Catch-Up: A Rule that Makes Service Sports More Competitive
Steven J. Brams, Mehmet S. Ismail, D. Marc Kilgour, Walter Stromquist

TL;DR
This paper compares different serving rules in service sports, finding that the Catch-Up Rule enhances competitiveness and excitement by balancing win probabilities and game length, unlike traditional rules.
Contribution
It introduces and analyzes the Catch-Up Rule, demonstrating its advantages in fairness, competitiveness, and strategy-proofness over existing serving rules.
Findings
CR increases game length and competitiveness.
CR maintains equal winning probabilities for players.

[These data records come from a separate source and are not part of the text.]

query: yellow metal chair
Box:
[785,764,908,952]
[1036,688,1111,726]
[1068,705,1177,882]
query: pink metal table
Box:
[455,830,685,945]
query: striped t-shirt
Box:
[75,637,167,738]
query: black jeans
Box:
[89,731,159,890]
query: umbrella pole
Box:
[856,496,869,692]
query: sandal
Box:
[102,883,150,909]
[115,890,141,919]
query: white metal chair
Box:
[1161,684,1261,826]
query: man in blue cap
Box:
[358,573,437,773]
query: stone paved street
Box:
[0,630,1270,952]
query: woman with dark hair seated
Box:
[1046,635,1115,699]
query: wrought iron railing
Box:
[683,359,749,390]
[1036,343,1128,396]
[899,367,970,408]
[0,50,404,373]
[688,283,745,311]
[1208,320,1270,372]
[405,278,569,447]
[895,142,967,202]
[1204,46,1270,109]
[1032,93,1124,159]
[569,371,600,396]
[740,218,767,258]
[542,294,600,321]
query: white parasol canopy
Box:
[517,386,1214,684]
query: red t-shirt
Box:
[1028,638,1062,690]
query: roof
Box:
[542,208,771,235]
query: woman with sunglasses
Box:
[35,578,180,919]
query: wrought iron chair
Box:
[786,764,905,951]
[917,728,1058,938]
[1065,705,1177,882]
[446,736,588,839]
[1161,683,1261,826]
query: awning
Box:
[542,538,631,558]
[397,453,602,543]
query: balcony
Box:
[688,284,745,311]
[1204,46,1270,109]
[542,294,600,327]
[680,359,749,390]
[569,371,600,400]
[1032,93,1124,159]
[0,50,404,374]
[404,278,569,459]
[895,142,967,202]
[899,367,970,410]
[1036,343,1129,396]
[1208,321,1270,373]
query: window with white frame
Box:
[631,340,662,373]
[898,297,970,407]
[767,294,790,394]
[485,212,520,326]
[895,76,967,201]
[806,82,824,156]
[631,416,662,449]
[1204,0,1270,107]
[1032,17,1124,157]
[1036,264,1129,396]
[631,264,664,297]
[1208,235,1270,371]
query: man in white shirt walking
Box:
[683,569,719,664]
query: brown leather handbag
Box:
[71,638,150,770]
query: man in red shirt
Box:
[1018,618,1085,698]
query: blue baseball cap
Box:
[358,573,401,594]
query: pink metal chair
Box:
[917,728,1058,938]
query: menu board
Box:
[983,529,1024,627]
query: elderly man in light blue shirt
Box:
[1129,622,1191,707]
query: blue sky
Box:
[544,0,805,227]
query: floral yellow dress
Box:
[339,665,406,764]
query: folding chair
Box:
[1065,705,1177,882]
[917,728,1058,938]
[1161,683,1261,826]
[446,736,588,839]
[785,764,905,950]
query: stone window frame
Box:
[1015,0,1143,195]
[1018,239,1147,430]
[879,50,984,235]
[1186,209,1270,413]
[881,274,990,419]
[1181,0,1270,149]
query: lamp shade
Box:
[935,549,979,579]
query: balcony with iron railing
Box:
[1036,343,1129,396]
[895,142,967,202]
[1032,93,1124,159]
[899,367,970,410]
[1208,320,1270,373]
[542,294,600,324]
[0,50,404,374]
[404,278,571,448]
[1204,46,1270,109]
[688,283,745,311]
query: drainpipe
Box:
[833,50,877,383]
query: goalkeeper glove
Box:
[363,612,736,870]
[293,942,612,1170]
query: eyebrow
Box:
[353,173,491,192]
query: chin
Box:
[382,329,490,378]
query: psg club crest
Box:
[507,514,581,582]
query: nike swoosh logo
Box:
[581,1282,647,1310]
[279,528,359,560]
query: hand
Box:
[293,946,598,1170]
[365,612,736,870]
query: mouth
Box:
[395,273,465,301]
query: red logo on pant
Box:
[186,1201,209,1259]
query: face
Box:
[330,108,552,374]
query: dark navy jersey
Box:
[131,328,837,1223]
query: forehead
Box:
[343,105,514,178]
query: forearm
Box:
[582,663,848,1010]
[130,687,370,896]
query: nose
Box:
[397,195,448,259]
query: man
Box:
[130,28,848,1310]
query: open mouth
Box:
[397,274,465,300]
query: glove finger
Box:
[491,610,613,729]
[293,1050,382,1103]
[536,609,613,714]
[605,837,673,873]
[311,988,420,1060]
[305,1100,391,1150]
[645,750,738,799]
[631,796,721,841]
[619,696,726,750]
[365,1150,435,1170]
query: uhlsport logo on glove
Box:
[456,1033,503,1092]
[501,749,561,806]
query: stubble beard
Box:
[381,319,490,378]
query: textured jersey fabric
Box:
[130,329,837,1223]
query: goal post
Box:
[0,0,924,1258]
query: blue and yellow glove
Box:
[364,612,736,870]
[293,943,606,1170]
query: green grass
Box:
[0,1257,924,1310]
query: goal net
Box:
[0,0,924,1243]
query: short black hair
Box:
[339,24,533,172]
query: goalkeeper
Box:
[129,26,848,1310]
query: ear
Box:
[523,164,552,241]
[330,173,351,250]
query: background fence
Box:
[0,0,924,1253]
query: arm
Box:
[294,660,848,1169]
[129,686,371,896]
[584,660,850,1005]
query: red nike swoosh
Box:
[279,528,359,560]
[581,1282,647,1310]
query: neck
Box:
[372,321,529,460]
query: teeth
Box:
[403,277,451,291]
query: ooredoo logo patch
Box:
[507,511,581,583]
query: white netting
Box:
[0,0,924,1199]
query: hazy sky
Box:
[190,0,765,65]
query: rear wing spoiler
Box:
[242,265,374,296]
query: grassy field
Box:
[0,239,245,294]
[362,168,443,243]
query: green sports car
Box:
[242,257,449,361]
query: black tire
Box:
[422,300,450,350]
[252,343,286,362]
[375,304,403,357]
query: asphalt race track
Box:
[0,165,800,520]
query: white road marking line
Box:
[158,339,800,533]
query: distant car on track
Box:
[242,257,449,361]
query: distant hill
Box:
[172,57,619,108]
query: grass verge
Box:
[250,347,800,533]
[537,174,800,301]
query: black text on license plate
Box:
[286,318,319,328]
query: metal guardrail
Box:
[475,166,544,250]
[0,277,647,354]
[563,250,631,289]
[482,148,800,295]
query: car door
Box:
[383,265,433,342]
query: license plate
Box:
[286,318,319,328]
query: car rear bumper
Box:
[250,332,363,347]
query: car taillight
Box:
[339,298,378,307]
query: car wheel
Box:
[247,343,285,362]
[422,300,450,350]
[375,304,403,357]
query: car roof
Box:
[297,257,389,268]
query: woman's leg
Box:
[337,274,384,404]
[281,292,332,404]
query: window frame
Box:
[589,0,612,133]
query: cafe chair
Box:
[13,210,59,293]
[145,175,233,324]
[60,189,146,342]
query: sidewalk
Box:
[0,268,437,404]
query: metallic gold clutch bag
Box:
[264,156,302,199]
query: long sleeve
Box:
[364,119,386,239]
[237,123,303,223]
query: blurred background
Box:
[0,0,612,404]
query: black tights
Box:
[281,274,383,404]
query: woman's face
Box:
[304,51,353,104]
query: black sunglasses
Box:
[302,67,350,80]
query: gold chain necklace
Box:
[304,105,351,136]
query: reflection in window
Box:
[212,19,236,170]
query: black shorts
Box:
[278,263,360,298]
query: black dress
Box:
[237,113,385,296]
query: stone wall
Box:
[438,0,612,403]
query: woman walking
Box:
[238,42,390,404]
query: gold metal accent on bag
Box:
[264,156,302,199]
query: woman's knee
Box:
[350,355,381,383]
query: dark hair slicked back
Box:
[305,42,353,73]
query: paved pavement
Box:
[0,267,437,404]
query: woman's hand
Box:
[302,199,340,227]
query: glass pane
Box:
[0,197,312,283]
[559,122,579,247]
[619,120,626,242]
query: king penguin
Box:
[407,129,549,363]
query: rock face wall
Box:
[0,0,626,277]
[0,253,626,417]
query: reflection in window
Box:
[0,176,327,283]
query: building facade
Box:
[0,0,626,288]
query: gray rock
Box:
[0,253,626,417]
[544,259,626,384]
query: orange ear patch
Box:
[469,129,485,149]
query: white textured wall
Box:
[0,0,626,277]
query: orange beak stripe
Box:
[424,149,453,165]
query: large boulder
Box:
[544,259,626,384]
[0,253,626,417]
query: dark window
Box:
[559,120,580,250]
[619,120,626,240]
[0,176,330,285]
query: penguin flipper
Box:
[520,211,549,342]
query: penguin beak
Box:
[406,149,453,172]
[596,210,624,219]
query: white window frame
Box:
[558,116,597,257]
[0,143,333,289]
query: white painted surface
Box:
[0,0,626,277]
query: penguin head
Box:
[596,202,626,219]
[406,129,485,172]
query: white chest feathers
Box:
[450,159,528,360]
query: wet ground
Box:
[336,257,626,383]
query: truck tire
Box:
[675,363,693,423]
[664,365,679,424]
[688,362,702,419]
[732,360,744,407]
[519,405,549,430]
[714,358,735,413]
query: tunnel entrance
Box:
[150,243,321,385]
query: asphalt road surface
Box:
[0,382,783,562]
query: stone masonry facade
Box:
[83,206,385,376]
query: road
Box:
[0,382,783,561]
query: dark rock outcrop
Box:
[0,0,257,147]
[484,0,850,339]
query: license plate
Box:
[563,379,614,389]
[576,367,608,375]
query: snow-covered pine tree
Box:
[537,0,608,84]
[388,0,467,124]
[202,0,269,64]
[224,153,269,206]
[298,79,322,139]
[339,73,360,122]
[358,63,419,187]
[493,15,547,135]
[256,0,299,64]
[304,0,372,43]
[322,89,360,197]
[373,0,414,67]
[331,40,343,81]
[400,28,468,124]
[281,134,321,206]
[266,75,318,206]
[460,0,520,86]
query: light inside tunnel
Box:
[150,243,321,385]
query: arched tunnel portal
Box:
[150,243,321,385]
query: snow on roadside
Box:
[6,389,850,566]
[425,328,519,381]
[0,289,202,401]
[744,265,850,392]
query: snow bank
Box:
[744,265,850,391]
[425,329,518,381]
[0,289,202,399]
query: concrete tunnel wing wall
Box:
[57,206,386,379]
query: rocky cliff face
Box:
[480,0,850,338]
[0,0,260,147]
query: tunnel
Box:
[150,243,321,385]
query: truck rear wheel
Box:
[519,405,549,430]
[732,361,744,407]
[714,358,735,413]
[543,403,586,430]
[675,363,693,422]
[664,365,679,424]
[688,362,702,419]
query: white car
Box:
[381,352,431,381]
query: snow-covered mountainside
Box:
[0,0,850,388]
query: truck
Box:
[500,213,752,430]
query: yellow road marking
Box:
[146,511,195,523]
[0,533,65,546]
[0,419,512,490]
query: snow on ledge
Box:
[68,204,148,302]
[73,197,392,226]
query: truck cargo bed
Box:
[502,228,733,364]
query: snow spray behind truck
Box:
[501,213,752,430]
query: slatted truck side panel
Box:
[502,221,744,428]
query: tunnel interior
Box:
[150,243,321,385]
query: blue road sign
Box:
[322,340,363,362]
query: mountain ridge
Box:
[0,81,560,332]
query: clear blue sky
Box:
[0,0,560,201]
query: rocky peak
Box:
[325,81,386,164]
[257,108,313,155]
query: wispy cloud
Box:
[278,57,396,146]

CR is strategy-proof, unlike some trailing rules.
Abstract
Service sports include two-player contests such as volleyball, badminton, and squash. We analyze four rules, including the Standard Rule (SR), in which a player continues to serve until he or she loses. The Catch-Up Rule (CR) gives the serve to the player who has lost the previous point - as opposed to the player who won the previous point, as under SR. We also consider two Trailing Rules that make the server the player who trails in total score. Surprisingly, compared with SR, only CR gives the players the same probability of winning a game while increasing its expected length, thereby making it more competitive and exciting to watch. Unlike one of the Trailing Rules, CR is strategy-proof. By contrast, the rules of tennis fix who serves and when; its tiebreaker, however, keeps play competitive by being fair - not favoring either the player who serves first or who serves second.